O motorista e o cobrador do ônibus que levava Camila Mirele, jovem que morreu ao cair do veículo em movimento, no dia 8, prestam depoimento à polícia na manhã desta sexta-feira (15), na Delegacia de Acidentes e Delitos de Trânsito, no Recife. O acidente aconteceu na BR-101, próximo à Universidade Federal de Pernambuco (UFPE), também na capital. Os dois funcionários chegaram juntos e os depoimentos começaram às 9h30, pelo relato do motorista. Não há previsão de quando os depoimentos devem ser finalizados.

A polícia já ouviu cinco depoimentos, sendo um do pai da vítima e quatro de testemunhas que estavam dentro do ônibus no dia do acidente. Nesta sexta-feira (15), a previsão é de que apenas o motorista e o cobrador sejam ouvidos.

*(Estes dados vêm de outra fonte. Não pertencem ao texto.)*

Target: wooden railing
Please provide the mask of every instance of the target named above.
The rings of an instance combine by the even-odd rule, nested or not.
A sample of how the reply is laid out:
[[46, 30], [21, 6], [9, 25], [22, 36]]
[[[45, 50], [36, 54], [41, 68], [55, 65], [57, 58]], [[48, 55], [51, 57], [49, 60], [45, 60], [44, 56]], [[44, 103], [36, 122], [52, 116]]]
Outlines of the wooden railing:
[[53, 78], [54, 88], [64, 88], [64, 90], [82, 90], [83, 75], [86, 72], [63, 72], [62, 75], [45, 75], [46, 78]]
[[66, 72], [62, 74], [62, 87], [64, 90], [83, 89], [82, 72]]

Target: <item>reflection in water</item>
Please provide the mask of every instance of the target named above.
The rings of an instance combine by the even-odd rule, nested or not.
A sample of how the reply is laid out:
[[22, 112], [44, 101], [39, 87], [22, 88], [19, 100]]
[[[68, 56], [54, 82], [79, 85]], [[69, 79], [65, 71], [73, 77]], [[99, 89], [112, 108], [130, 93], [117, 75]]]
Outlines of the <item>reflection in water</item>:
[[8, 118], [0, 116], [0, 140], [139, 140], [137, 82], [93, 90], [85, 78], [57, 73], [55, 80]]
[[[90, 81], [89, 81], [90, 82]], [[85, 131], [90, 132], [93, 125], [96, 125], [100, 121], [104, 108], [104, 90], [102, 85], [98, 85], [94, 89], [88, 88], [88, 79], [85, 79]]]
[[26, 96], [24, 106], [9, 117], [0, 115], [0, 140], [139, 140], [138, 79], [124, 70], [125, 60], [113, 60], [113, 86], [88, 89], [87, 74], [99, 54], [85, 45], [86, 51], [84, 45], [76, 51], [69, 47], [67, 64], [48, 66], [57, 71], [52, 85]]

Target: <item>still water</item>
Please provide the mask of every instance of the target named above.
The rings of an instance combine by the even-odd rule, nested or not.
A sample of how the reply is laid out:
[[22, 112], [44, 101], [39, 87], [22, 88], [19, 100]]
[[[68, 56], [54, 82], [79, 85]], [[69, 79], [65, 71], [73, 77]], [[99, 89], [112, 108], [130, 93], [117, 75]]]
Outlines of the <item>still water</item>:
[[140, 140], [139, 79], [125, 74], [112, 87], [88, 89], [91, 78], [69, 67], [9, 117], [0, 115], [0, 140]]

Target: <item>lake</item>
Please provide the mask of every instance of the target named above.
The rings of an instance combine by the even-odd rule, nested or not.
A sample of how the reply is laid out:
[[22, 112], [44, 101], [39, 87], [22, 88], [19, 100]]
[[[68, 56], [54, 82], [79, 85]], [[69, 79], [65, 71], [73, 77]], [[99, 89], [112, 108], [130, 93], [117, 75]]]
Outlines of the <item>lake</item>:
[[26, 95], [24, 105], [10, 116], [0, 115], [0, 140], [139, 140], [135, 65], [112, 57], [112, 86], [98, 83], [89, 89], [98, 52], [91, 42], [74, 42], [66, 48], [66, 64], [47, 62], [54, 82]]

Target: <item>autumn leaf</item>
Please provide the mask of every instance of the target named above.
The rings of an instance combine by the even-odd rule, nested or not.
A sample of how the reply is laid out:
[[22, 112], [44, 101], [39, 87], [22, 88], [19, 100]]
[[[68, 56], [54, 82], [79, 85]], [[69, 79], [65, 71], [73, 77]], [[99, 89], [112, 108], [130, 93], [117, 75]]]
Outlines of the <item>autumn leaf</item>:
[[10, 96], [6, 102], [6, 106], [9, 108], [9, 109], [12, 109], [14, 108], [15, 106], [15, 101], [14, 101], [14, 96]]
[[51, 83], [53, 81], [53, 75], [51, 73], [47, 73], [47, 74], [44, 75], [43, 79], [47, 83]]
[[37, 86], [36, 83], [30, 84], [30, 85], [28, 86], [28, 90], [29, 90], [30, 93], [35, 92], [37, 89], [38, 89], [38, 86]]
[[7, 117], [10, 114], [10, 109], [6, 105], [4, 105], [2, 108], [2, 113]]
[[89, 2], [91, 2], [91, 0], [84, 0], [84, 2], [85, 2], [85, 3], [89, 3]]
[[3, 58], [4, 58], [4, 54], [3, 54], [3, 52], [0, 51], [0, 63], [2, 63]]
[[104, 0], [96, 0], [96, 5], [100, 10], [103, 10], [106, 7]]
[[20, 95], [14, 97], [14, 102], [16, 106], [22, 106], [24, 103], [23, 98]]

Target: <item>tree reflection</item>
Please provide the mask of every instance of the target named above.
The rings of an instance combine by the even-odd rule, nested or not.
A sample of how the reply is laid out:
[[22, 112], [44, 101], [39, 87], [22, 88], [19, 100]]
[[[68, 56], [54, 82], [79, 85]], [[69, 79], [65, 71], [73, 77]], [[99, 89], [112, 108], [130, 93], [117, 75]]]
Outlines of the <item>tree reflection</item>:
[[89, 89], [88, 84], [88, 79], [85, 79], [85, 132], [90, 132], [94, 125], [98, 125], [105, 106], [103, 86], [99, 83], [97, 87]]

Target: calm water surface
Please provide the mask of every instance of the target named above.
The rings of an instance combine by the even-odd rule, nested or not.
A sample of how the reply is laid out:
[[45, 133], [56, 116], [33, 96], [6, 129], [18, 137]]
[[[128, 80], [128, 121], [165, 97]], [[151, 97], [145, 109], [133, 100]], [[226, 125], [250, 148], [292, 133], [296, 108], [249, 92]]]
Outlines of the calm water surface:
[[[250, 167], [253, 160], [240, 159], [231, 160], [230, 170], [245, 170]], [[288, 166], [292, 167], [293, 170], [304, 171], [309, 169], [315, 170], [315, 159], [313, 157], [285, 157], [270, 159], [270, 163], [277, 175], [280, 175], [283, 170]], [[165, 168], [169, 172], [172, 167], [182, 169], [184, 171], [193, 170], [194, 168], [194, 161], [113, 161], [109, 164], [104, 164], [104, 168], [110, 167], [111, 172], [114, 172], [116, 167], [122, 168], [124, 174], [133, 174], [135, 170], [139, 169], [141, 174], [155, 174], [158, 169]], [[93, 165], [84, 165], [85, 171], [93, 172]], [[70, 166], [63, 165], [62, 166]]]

O perito que realizou a perícia no coletivo, na terça (12), também compareceu à delegacia, para fazer medições no motorista e cobrador e verificar detalhes como o ângulo de visão deles.

O motorista tem 31 anos e trabalha como motorista há 11. O cobrador tem 54 anos e exerce a função há seis; os nomes não foram divulgados. Os dois funcionários prestam depoimento acompanhados de dois advogados: Noélia Brito, advogada do Sindicato dos Rodoviários, e Francisco Valentim, advogado da Empresa Metropolitana, à qual o coletivo envolvido no acidente pertence. “Estamos aqui representando o Sindicato dos Rodoviários, para garantir que eles tenham toda a liberdade, no seu depoimento, de declarar apenas o que realmente aconteceu, para que eles não sejam pressionados. Eles são associados ao sindicato e o sindicato entendeu por bem prestar toda a assessoria jurídica a eles”, explicou Noélia Brito. A advogada também informou que, a princípio, motorista e cobrador não devem se pronunciar sobre o caso.

Noélia Brito esclareceu ainda que o motorista tem certeza de que não abriu a porta do veículo — o que causou o acidente. “Ele tem segurança disso e veio esclarecer isso perante a polícia. Ele não viu se houve um defeito na porta, ou se alguém acionou o botão de emergência que existe em toda porta de coletivo; quem vai ver isso é a perícia”, disse, pontuando que o motorista não conseguiu ver o acidente por causa da quantidade de pessoas dentro do ônibus.

A advogada apontou ainda que o motorista não tem autonomia sobre a fiscalização quanto à lotação dos ônibus ou à prática de “queimar paradas”, relatada pelos outros usuários que estavam presentes no ônibus. “Para isso existe uma promotoria de transporte, existe o o Ministério Público, existe o Grande Recife, essas entidades se omitiram. Porque elas veem há anos que o pessoal denuncia como o transporte público está uma catástrofe e nenhum órgão toma nenhuma providência. Infelizmente teve que acontecer toda essa tragédia, que trouxe sofrimento para a família e para a sociedade, e só agora estão sendo tomadas providências. A gente espera que isso sirva de lição para que medidas sejam tomadas”, comentou.

Francisco Valentim, que representa a Empresa Metropolitana, se limitou a informar que a empresa está providenciando tudo o que é solicitado para as investigações. “A empresa tem total interesse em esclarecer os fatos. A situação ainda é muito recente e os fatos ainda estão sendo apurados”, comentou.